This is the week of the poppy; the hugely symbolic flower I’ve been reflecting on since early September.
It all began when I went down to see the Henry Moore, but not the large abstract sculpture in front of Toronto’s city hall that Murray McLauchlan sang of in his big hit of 1975.
The Moore works I’m referring to are in the natural setting of the Yorkshire Sculpture Park (YSP) in the north of England. Moore was committed to having his work placed in the open air and there’s no finer place, particularly as it’s only miles from where he grew up. It’s one of my favourite places I visit whenever I’m seeing family nearby.
Opened in 1977, the YSP can’t quite be described as a garden, yet it has many of the elements. It’s set in the softly undulating countryside of the old Bretton Estate, designed and planted in the 18th century by landscape gardener Richard Woods, a contemporary of Capability Brown. Though lacking the endless perennial borders and formal flowerbeds of many public gardens, with two lakes, a rich variety of exotic trees, follies, and magnificent vistas; it’s far more than a garden. Complementing the pastoral scene are a number of Moore’s works with many others by leading artists of the 20th century.
Sculptures and statuary have been used to elevate the sometimes prosaic nature of gardens since the earliest times. They were set on pedestals to be gazed at in awe, but at the YSP the perfect marriage of landscape and art has been achieved and now welcomes over 400,000 visitors each year. It is described as a place that challenges, inspires, informs and delights. And it also fills visitors with awe.
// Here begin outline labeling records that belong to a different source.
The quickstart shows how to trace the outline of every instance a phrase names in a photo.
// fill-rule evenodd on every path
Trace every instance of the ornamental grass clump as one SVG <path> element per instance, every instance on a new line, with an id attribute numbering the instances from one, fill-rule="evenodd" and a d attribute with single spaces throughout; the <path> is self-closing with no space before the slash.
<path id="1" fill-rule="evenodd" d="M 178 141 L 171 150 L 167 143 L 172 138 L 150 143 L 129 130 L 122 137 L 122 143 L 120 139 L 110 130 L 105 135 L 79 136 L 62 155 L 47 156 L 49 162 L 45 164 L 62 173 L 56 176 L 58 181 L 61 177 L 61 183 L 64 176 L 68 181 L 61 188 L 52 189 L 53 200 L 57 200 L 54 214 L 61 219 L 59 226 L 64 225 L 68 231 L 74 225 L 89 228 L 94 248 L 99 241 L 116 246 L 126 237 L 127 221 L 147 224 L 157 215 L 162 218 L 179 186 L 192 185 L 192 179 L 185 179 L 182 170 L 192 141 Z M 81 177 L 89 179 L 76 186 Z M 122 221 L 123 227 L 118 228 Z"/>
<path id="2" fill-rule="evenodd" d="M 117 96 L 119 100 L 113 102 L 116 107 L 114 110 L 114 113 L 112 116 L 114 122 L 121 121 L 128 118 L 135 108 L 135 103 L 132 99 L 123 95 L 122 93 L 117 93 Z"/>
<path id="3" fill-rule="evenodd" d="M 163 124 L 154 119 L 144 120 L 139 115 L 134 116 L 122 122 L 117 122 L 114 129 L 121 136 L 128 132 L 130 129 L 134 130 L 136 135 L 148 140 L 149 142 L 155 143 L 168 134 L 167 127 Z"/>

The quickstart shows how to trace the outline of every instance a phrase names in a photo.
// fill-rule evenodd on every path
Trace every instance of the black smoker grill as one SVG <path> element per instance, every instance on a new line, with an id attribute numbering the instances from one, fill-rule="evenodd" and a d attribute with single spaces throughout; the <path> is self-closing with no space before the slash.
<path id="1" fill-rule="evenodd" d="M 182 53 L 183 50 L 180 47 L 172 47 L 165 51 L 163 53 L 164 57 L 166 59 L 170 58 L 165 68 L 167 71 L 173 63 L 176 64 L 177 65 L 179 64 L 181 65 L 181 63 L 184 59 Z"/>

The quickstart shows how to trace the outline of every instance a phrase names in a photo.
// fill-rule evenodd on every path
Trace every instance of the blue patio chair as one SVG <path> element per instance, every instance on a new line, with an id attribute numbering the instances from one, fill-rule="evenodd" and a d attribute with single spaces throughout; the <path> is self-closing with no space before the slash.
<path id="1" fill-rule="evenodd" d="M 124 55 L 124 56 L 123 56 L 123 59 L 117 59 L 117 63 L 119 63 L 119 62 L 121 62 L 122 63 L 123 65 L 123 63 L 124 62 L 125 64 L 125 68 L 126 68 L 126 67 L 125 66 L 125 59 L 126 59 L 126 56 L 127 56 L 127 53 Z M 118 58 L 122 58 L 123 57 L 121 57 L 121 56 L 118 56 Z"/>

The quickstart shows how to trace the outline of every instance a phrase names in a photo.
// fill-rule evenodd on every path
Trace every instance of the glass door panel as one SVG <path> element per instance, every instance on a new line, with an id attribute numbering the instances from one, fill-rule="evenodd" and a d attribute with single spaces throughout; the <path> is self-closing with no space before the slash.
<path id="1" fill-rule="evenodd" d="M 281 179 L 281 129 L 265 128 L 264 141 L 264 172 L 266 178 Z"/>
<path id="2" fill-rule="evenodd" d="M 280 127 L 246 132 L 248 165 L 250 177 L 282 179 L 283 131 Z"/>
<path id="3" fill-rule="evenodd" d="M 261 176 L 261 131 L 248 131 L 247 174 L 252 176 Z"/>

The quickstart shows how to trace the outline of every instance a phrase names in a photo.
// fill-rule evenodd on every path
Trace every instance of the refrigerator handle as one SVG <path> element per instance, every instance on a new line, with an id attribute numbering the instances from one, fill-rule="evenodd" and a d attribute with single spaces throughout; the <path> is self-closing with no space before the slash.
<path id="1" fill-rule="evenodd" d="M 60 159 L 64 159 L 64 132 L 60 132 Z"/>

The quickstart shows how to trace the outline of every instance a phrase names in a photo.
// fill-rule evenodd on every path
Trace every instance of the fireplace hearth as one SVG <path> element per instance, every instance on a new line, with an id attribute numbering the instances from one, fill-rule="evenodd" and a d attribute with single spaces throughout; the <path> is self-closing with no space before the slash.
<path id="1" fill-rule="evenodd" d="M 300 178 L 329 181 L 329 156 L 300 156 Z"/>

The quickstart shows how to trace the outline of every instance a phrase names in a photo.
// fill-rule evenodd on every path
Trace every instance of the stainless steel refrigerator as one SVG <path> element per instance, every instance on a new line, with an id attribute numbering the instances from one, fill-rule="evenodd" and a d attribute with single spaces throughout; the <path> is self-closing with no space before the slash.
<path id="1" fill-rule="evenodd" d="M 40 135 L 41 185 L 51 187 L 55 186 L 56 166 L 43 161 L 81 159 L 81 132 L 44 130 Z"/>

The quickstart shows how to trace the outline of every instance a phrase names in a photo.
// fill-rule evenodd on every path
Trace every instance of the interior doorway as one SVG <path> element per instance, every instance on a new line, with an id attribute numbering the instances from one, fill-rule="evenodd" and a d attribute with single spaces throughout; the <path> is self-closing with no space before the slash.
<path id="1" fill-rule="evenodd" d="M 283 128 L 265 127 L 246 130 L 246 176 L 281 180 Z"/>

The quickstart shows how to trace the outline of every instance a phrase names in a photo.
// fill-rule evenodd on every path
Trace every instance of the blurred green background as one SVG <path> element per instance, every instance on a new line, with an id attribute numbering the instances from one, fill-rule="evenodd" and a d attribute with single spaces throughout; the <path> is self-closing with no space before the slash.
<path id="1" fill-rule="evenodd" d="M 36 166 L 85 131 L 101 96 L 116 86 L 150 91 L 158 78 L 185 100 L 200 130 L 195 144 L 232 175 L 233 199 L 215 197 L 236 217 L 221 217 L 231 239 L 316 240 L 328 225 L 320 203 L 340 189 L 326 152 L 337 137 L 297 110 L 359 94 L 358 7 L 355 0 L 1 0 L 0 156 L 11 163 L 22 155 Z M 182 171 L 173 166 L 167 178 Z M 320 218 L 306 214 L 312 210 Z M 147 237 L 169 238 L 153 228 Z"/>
Such was the case during my recent visit in early September. I arrived on a cool, misty morning to find the parking lot already filling up. It was then I recalled local media references to a new installation in the park. It was only the third day since opening and crowds were arriving early to experience something they likely didn’t have the opportunity to see the previous year, the iconic poppy sculpture Blood Swept Lands and Seas of Red.
The breathtaking display of 888,246 ceramic poppies that flowed from the Tower of London and poured into the grassy moat below was created by artists Paul Cummins and Tom Piper in 2014 to mark the centenary of the First World War. Each poppy represented a British military fatality of the war.
The installation, in place between July and November, 2015, attracted over four million people with even greater numbers wishing they could have seen it. Afterwards, many of the ceramic poppies were sold, with money going to charity, but it was decided that three large sections of the display would go on display at other locations in Britain — at Woodhorn Museum in Northumberland, St George’s Hall, Liverpool, and the Yorkshire Sculpture Park.
Almost serendipitously, I was fortunately present to see the one that made it to the Yorkshire Sculpture Park. Like other visitors, I hadn’t seen the original installation in person, but even with just 10,000 poppies, the one before me was both moving and awe inspiring. Named Wave, it is an arch of bright red poppy heads suspended on tall stalks flowing from a bridge at the head of the lake. It descends into the water below, to me somehow symbolic of the mud and water of Flanders Fields.
As rain began to fall, increasing the sense of poignancy I experienced while standing on the bridge, I thought of the lives lost in that senseless war, and remembered the grandfather I never knew. All represented before me in a masterful work of art — in a garden.